Extracting abundance indices from longline surveys : method to account for hook competition and unbaited hooks
The most commonly used relative abundance index in stock assessments of longline fisheries is catch per unit effort (CPUE), here defined as the number of fish of the targeted species caught per hook and minute of soak time. Longline CPUE can be affected by interspecific competition and the retrieval of unbaited or empty hooks, and interannual variation in these can lead to biases in the apparent abundance trends in the CPUE. Interspecific competition on longlines has been previously studied but the return of empty hooks is ignored in all current treatments of longline CPUE. In this work we propose some different methods to build indices to address the interspecific competition that relates to empty hooks. We show that in the absence of information about empty hooks, the relative abundance estimates have constant biases with respect to fish density and this is typically not problematic for stock assessment.
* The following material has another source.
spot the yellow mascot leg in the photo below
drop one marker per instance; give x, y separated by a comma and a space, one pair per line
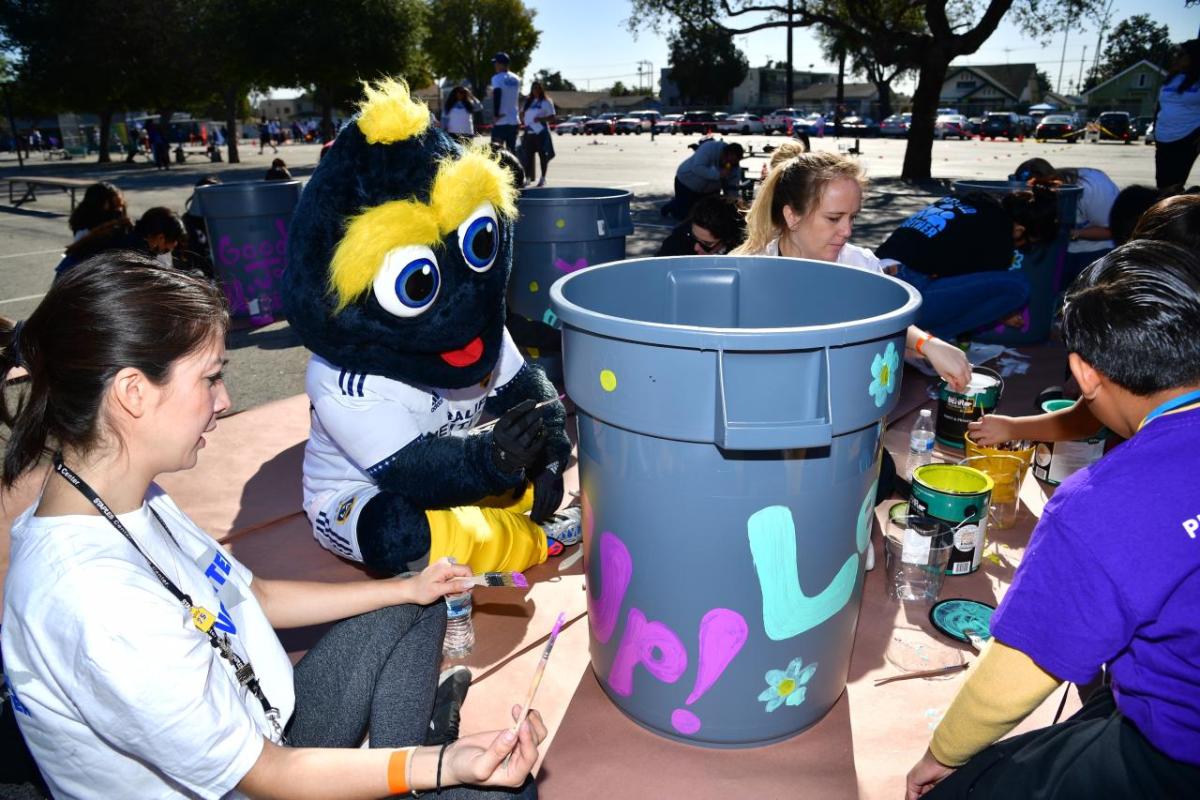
492, 536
The simple CPUE index behaves poorly in every scenario. Understanding the reasons for empty hooks allows selection of the appropriate index. A scientific longline survey is conducted every two years in the Strait of Georgia, British Columbia by Fisheries and Oceans Canada. The above methods are applied to build the time-series of indices from 2003 to 2009 for quillback rockfish (Sebastes maliger). Due to variation in the incidence of non-target species, the index trend obtained is moderately sensitive to the choice of the estimator.
💡 Research Summary
The paper addresses a fundamental bias in longline fisheries stock assessments: the commonly used catch‑per‑unit‑effort (CPUE) index ignores competition for baited hooks among species and the occurrence of empty hooks (hooks that return without bait or fish). Building on earlier work by Somerton & Kikkawa (1995) and Rothschild (1967), the authors develop a generalized framework that treats the capture process as a set of exponential waiting times for target (λ_T) and non‑target (λ_NT) species. The basic Multinomial Exponential Model (MEM) describes each hook as having three possible outcomes—still baited, caught target fish, or caught non‑target fish—leading to a multinomial likelihood for the observed counts (baited hooks N_B, target catches N_T, non‑target catches N_NT).
To incorporate empty hooks (N_E), the authors extend MEM by introducing escape probabilities p_T for target species and p_NT for non‑target species. This extension creates an identifiability problem because only the products λ_T(1‑p_T) and λ_NT(1‑p_NT) can be estimated from the data. To resolve this, two constrained versions are proposed:
- MEM1 assumes empty hooks arise solely from non‑target species (p_T = 0, α = 0).
- MEM2 assumes equal escape probabilities for both groups (p_T = p_NT, α = 1).
Under these constraints, maximum‑likelihood estimators (MLEs) can be derived analytically when all sets share the same soak time; otherwise, numerical optimization (e.g., R’s optim) is required. The authors also adapt the Simple Exponential Model (SEM) to handle empty hooks, creating SEM1 (empty hooks pooled with non‑target catches) and SEM2 (empty hooks treated as a third “species” with its own λ_E).
A comprehensive simulation study evaluates bias and coefficient of variation for λ_T and λ_NT across 16 combinations of realistic parameter values (λ_T = 10⁻⁵ to 5·10⁻⁴; λ_NT = 5·10⁻⁴ to 10⁻²) and 5,000 replicates per scenario. Results show that traditional CPUE can be severely biased, especially when competition is strong and empty‑hook rates are high. MEM1 and MEM2 consistently produce lower bias and more stable estimates; when λ_T is small and competition weak, all methods converge to similar values, confirming theoretical expectations.
The methodology is applied to a real dataset: a biennial scientific longline survey conducted from 2003‑2009 in the Strait of Georgia, British Columbia, targeting quillback rockfish (Sebastes maliger). The authors compute five indices (CPUE, SEM1, SEM2, MEM1, MEM2) for each year. Because the proportion of non‑target species varies across years, the resulting trends differ modestly among indices. MEM1, which attributes empty hooks to non‑target species, yields the most conservative (lowest) abundance estimates in years with high non‑target catch, whereas MEM2 provides intermediate values. CPUE consistently underestimates abundance relative to the MEM‑based indices, particularly when empty‑hook percentages exceed 10 %.
The paper concludes that explicitly modeling interspecific competition and empty hooks yields more reliable abundance indices for longline surveys. When hook numbers are large and soak times are uniform, closed‑form MLEs enable straightforward implementation; otherwise, numerical optimization is feasible but may be less stable. The authors suggest future work to obtain empirical estimates of escape probabilities (p_T, p_NT) through field experiments or to incorporate informative priors within a Bayesian framework, thereby overcoming the remaining identifiability challenges. This refined approach has practical implications for stock assessment and management, offering a statistically sound alternative to the traditional CPUE metric.